Monyet ekor panjang merupakan salah satu primata yang banyak digunakan dalam penelitian biomedis. Hewan ini dimanfaatkan untuk pengembangan vaksin, pengujian obat, hingga penelitian penyakit menular. Permintaan global terhadap primata penelitian meningkat dalam beberapa tahun terakhir. Indonesia menjadi salah satu negara yang memiliki populasi dan pengalaman dalam pengembangbiakan spesies tersebut sesuai ketentuan yang berlaku.
Pemerintah menegaskan budidaya dilakukan dengan memanfaatkan individu hasil penangkaran, bukan tangkapan baru dari alam. Pendekatan tersebut diharapkan membantu menjaga populasi liar sekaligus memenuhi kebutuhan penelitian secara legal. Selain itu, fasilitas budidaya juga diharapkan mendukung penelitian dalam negeri dan meningkatkan kemampuan Indonesia di bidang bioteknologi. Seluruh kegiatan harus mengikuti ketentuan kesejahteraan hewan serta peraturan konservasi nasional dan internasional.

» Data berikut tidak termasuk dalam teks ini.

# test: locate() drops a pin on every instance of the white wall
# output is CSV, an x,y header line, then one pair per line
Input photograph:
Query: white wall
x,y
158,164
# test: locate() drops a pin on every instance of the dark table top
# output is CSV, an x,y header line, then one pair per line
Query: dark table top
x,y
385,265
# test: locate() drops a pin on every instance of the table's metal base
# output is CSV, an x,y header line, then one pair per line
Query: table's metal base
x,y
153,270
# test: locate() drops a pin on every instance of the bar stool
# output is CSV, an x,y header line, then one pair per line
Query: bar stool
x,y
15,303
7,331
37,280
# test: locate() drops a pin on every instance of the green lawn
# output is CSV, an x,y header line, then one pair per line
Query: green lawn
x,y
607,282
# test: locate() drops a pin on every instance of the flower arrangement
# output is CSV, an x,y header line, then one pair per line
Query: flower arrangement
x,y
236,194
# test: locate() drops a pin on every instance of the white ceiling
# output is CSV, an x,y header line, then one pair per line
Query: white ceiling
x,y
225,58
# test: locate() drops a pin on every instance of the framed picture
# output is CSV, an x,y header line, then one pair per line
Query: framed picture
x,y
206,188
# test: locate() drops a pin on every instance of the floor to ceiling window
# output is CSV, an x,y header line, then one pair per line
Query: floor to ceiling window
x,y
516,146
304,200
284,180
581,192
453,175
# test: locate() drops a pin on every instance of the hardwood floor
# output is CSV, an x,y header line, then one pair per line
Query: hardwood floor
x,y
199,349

Meski demikian, sejumlah pemerhati satwa mengingatkan pentingnya pengawasan yang ketat. Mereka menilai keberadaan fasilitas budidaya tidak boleh menjadi alasan meningkatnya pengambilan satwa dari habitat alami. Transparansi mengenai asal-usul indukan, jumlah populasi, dan tujuan ekspor juga dinilai penting. Pengawasan independen diperlukan untuk memastikan praktik budidaya tetap sesuai prinsip konservasi dan kesejahteraan satwa.
Perdebatan mengenai fasilitas budidaya monyet ekor panjang menunjukkan perlunya keseimbangan antara kepentingan konservasi, penelitian, dan ekonomi. Penelitian medis memang membutuhkan model hewan untuk pengembangan ilmu pengetahuan. Namun, pemanfaatan tersebut harus dilakukan secara etis, bertanggung jawab, dan tidak mengancam kelestarian populasi di alam. Dengan pengelolaan yang baik, Indonesia diharapkan mampu mendukung kemajuan riset sekaligus menjaga keberlanjutan keanekaragaman hayati.